New Cars--help me out a little

Plus keep in mind that warranty on a Hyundai will be affected by buying it used. You may save some money up front, but if the warranty is the big thing attracting you to the brand, you may have issues. I seem to recall that the 10-year warranty on Hyundais is not transferrable. If this is the case, you’d be much better served by picking up a lightly used Civic, Corrola or the like.

Yeah, the 5 year warranty transfers but not the 10 year drivetrain warranty.

That’s a good point about the Civic etc., especially if I can get them to tack on an extra warranty year.

-FrL-

How sadly predictable I am… :smiley:
57K miles and still going strong.

I got a 2 year warranty for my used 2000 Subaru. It’s a stand-alone deal, nothing to do with the original owner’s. One of the benefits of going through a Subaru dealer, I suppose.

You know, sometimes ya gotta read the fine print. There’s an ad today in the paper- a lease on a 2006 Mercedes C230 for $249/mo. Wow! Then read the fine print- the lease is for 27 months. Ok. It requires “$4,588 due at lease inception”. So, that’s really $419/mo. Then the kicker- .25 a mile for excess miles*- over 7500!* Since most of us drive 10-12000 miles a year, that’s an extra $625- $1125 a year- which means you’'ll owe maybe $2600 more- which *really * means $519/mo.

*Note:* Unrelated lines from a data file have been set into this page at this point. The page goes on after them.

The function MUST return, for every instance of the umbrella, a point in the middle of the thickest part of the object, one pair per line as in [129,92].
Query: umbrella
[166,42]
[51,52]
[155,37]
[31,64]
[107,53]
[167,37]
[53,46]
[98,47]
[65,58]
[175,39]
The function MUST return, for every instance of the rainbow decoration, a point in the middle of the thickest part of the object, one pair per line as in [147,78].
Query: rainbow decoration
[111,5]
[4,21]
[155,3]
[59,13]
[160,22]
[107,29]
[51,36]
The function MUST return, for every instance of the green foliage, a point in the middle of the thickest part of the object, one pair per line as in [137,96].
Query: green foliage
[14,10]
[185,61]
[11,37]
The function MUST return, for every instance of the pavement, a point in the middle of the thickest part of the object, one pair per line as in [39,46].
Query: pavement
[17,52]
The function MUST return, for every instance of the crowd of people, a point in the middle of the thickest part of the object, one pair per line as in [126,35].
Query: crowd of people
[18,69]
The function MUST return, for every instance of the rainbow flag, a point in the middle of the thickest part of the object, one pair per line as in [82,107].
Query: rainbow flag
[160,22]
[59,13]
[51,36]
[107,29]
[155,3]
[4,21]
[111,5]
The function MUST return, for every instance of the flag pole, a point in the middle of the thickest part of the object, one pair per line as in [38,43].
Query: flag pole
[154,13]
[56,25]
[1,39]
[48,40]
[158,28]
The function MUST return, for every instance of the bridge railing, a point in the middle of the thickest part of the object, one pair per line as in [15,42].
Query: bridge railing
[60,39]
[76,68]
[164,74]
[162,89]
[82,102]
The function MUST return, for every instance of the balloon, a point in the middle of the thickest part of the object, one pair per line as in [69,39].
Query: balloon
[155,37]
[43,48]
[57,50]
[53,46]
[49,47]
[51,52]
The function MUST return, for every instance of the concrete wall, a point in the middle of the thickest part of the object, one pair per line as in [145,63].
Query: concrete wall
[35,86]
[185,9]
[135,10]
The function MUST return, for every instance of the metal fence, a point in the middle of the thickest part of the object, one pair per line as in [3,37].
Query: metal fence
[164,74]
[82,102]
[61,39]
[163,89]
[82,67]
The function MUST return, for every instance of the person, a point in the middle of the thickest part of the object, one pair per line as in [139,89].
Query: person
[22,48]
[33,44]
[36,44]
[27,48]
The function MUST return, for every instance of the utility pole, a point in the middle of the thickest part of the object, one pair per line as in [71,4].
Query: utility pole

If you bought a similar vehicle, with a similar “down” (the ad shows another slightly used 2006 C230 for $30000), you’d pay a little less per month - for 60 months. But at the end, you’d own a car that Edmunds estimates still will be worth about $15,000.

To finish the story:

We bought a new car today. Hyundai Accent 2006, automatic, with A/C, no power doors or anything like that.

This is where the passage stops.